Pillar 2: Mastering the Experience (B2B Digital Transformation)
Digital B2B Experiences can be challenging
A lot has been written about the need for B2B to create great customer experiences, even “delightful” experiences.
An online talk by Brian Halligan, founder of HubSpot, is unmissable for disruptors. Halligan explains how business is moving from technology disruption to experience disruption. With the technologies well-known and widely accessible, the chief differentiator is experience.
Halligan cites an experience that really is delightful. He had ordered a shirt for his dog that turned out not to fit him; Halligan needed a large instead of a medium. When he contacted chewy.com to ask for an exchange, he was told: “No, Mr Halligan, we don’t work like that. Please give your shirt to a friend, and we’ll send you a large size for free.”
This is a potent example of a disruptive experience. First, it removes the tedious obstacle of the returns process. Second, by adding value for the customer rather than extracting value from him, goodwill and loyalty go through the roof, which will translate to higher sales – and in all likelihood not just from him but from his friend too.
The returns process is a constant thorn in the side of e-commerce. In the US, Amazon has taken the dramatic step of allowing customers to return goods to one of the over 1,100 bricks and mortar outlets of Kohl’s, a rival retailer.
For experience to be disruptive, it has first to be frictionless. In its development of a seamless end-to-end buyer experience, moo.com did not want to fall at the final hurdle by making its ordering process unnecessarily complicated. Using a customer-centric technique known as “design thinking*”, the B2B disruptor worked tirelessly to distil check-out to the fewest number of clicks possible.
In e-commerce, few things are more negative than a poorly orchestrated ordering experience. Indeed, there are indications that B2B buyers are switching to cross-channel behavior not out of convenience but because the customer experience on their channel of choice is imperfect. In a recent report on the state of B2B e-commerce**, one in four buyers were looking for simpler and faster checkout, easier repeat ordering, quicker delivery, and better tracking online than is currently available to them.
These aspects of e-commerce are more straightforward to perfect in B2C where pricing is less complex, delivery (arguably) less crucial, and the customer journey the experience of a single buyer. B2B has to adopt this Customer-first approach long proven in B2C and has to become obsessed about its customers’ experiences. Its cultural resistance to digitalization seems incredible in retrospect because the innovations that have made B2C so successful are actually more relevant to B2B, not less.
A unified digital experience for a frictionless buying journey
Fulfillment
In B2C, we have got to the point where if the goods do not arrive immediately, consumers feel frustrated. If our bread maker or moth repellent gets to us later than expected, our lives go on as normal.
This is not the case in B2B, where late or chaotic deliveries disrupt the just-intimetable of an entire supply chain.

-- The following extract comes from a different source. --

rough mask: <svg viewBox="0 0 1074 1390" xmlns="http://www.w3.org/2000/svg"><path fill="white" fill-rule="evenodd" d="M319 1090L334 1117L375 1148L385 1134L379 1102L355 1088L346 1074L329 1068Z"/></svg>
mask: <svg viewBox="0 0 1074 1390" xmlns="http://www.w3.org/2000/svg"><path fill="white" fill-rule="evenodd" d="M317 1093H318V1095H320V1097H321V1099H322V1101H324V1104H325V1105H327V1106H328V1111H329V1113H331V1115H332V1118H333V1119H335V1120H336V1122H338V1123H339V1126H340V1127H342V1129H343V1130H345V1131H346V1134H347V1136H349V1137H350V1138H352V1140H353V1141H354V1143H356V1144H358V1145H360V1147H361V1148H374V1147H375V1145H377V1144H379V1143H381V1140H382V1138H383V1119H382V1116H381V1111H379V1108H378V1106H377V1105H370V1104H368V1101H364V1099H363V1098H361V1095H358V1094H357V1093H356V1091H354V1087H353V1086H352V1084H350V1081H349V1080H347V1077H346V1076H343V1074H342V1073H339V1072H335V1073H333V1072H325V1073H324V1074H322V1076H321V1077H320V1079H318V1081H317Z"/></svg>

Delays are unavoidable. What matters to a B2B is that it knows when an order is likely to be delayed, so it can mitigate the problem and remain in control even when things go wrong. In B2C, real-time tracking avoids tantrums; in B2B, it protects your good name.
Pricing
In B2B, pricing and payment are complex, multi-tiered and highly individual and buyers are forever pressing for more favorable terms.

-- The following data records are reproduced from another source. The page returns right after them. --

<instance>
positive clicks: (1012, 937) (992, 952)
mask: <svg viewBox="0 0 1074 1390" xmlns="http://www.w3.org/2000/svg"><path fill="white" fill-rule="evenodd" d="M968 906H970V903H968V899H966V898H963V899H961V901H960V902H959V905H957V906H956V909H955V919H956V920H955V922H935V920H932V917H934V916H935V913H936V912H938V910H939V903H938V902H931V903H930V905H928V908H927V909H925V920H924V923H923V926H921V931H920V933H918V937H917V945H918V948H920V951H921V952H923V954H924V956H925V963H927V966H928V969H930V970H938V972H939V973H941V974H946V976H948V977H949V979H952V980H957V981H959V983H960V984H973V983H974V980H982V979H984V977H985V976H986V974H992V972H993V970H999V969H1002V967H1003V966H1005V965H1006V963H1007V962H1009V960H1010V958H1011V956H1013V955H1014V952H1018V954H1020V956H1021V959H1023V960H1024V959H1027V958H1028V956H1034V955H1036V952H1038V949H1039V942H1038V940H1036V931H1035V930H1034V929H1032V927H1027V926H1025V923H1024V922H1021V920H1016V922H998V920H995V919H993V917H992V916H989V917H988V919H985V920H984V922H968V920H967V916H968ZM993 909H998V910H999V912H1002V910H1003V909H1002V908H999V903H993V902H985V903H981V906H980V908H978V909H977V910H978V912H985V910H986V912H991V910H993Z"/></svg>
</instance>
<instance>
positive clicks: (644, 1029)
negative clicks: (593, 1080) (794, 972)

Integrations with the ERP system (where the contractual details of the financing terms are stored, and where inventory is monitored) enable B2B e-commerce to construct customized pricing with great precision and flexibility — complex price structures that are constantly adjusted to an accurate and real-time reading of the inventory position.
Customer experience
For many years, B2B buyers were regarded as too objective to have anything that you might call an experience.
The assumption was that business buyers always made rational decisions and could not be swayed by B2C tricks such as a great design, a coherent narrative, or even a distinct brand presence.

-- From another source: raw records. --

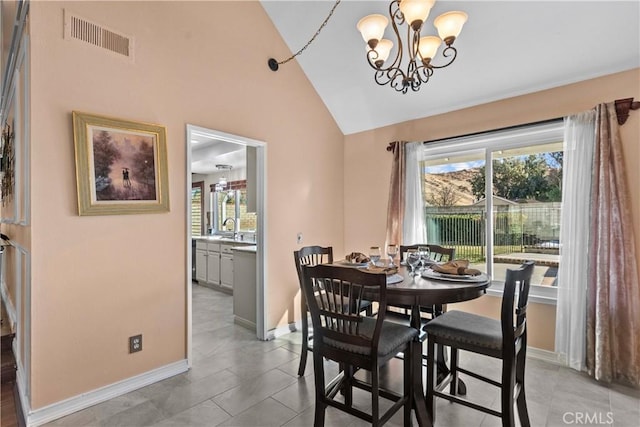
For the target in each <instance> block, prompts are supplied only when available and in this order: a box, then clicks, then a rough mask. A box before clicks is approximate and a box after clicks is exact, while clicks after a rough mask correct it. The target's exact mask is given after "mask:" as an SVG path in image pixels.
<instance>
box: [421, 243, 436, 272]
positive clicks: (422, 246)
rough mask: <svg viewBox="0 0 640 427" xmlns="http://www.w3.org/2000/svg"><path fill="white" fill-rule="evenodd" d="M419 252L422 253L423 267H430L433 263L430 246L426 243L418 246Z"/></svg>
mask: <svg viewBox="0 0 640 427" xmlns="http://www.w3.org/2000/svg"><path fill="white" fill-rule="evenodd" d="M418 253H419V254H420V264H421V267H422V268H426V267H429V266H430V265H431V264H433V261H432V260H431V250H430V249H429V246H426V245H420V246H418Z"/></svg>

Content was reserved for catalog listings, or what you told customers over lunch, at trade fairs, on the phone and in endless emails. The brand was assumed to look after itself as long as the products and services offered were up to scratch.
What complicates the customer experience for B2B is that it needs to capture the hearts and minds of a chain of stakeholders, each with different priorities. The personas that populate B2C marketing connect to buyers as individuals, whereas in B2B they represent different buyer roles.
This greater complexity and very different emphasis explain why so many e-commerce tools fail to make an impact in B2B. They were developed for B2C, and then “extended” for business buyers, an environment with more complex needs.
B2B leaders know that this complexity does not make them immune to disruption. Yet it can make them slower to react to change or tie them up in process when they need to innovate. And that is a complacency no business can afford.